Para el resto, no se acercan siquiera a Dayro Moreno, ídolo de aficionados jóvenes que no conocen nada más. Éste es otro cuyos comportamientos personales ponen en entredicho el pedestal en que lo subieron. Mismo que no merece siquiera el desadaptado social de Diego Maradona.
“Los jugadores de fútbol deben reunir muchas otras cosas más de sus cualidades”, considera el arquero Sebastián Saja del Racing argentino. Alude a que no basta con tener mucho en los pies y nada en la cabeza, sino dar ejemplo.
Ahí están ídolos de todos los tiempos como Pelé y DiStéfano. Y ahora, Cristiano, Messi, James y centenares más que solo dan de qué hablar por sus gestas deportivas.

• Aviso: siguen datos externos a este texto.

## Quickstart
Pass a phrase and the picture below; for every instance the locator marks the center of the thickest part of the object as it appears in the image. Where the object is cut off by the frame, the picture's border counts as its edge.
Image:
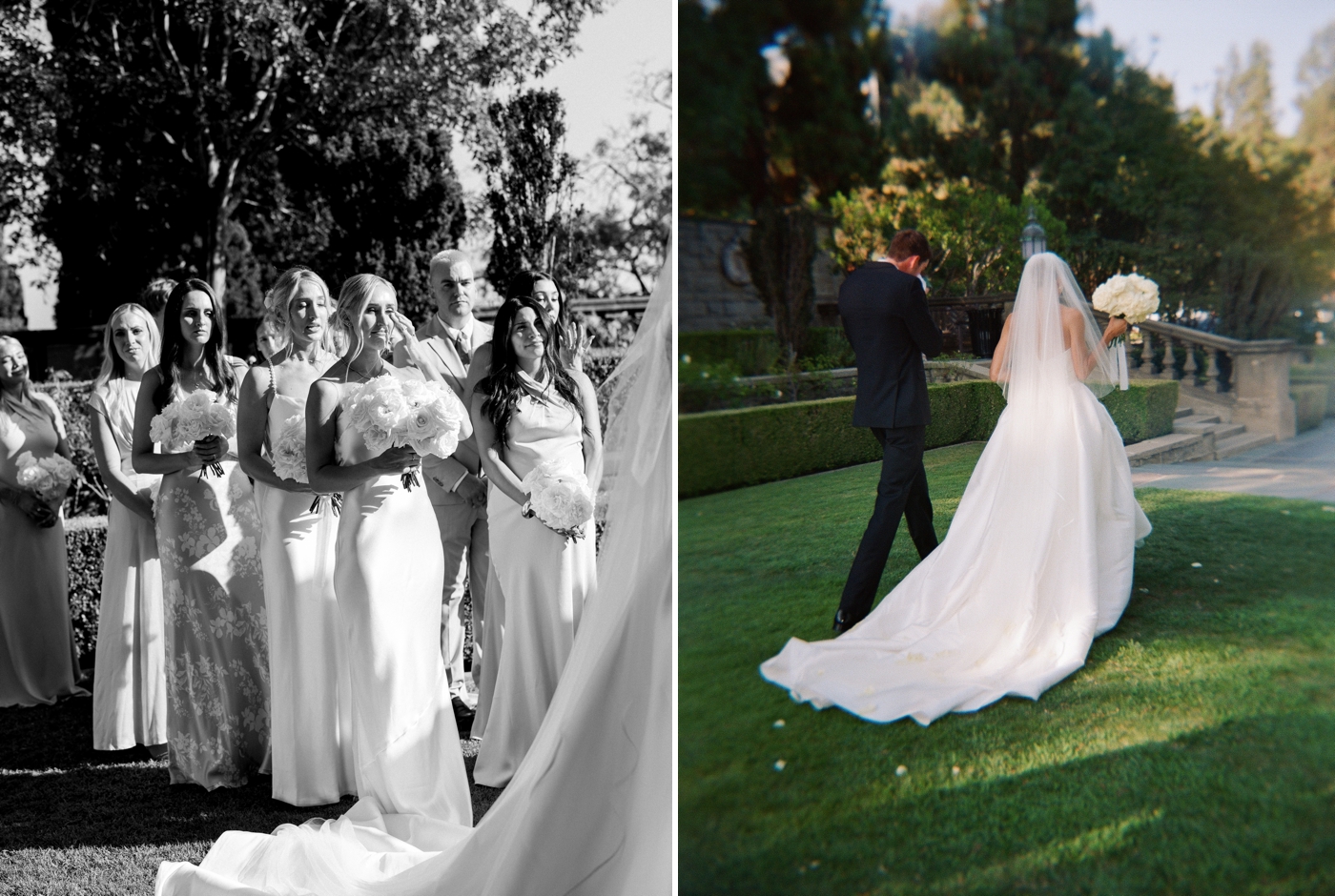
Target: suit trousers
(463, 539)
(900, 493)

El mundo está plagado de seudodivinidades. En el canto figura Britney Spears, quien además de creerse reencarnación de Audrey Hepburn, se autoinstituyó símbolo de la moda. Y eso que en sus presentaciones no canta sino que hace mímica (‘playback’, diría una vecina de página).
O Miley Cyrus, cuyas poses de putita son nocivo mensaje para miles de adolescentes que la tienen como referencia. En Colombia, Diomedes Díaz y Jairo Varela representaron lo que no debe hacer un artista. Y entre los reguetoneros parece obligatorio comportarse como antisociales para ganar nombre.

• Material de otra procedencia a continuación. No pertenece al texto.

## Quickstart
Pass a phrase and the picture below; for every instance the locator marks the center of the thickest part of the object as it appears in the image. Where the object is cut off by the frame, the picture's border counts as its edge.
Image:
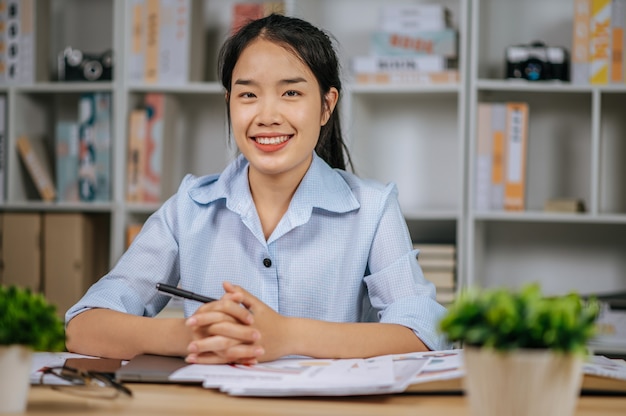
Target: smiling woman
(320, 259)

En las pantallas basta con nombrar a Lindsay Lohan y Charlie Sheen. Son más conocidos por sus líos que por su talento.
¿Cuáles serán recordados dentro de 50 años? Posiblemente ninguno. O sea, no son famosos sino apenas notorios, y lo son no por ser buenos en sus oficios sino por ser malas personas. Hasta se ha llegado al extremo de ser famosos sin haber hecho nada, como las insufribles hermanas Kardasian y París Hilton.
Todos creen tener muchos derechos y ningún deber. Por eso dan de qué hablar, aunque sea mal. En el fondo, intuyen que como en los estadios, los estudios y los escenarios no llegarán a ser lo que se creen, entran a saco con los principios para llamar la atención.
No faltarán quienes salgan a decir que los pobrecitos son víctimas y se comportan mal porque los abruma su condición de figuras públicas. Pero obvian el hecho de que ganan en horas lo que la mayoría tarda años en alcanzar, obligados a demostrar excelentes condiciones humanas y sociales.
En torno de los ídolos; reales o falsos; permanentes o efímeros; reconocidos o abrogados, se desarrolló un sistema perverso: mientras la sociedad condena a los simples mortales por conductas desviadas, a los famosos les perdona todo… mientras estén arriba.
Hay obsesión por erigir ídolos para luego destruirlos sacando a la luz sus malas acciones o buscándoles sucesores cuando están vigentes. Los Culmas, Arangos, Sheen, Spears y demás congéneres se prestan a ello para compensar la carencia de talento y seguir figurando.
Los verdaderos talentosos se sitúan por encima de ese jueguito. Luego los primeros son víctimas, pero de sí mismos.
Falsos ídolos ha habido siempre, pero hoy son plaga. Tanto, que ya el buen ciudadano se está hartando y pide bajarlos del pedestal para ponerlos en su verdadero sitial: el anonimato.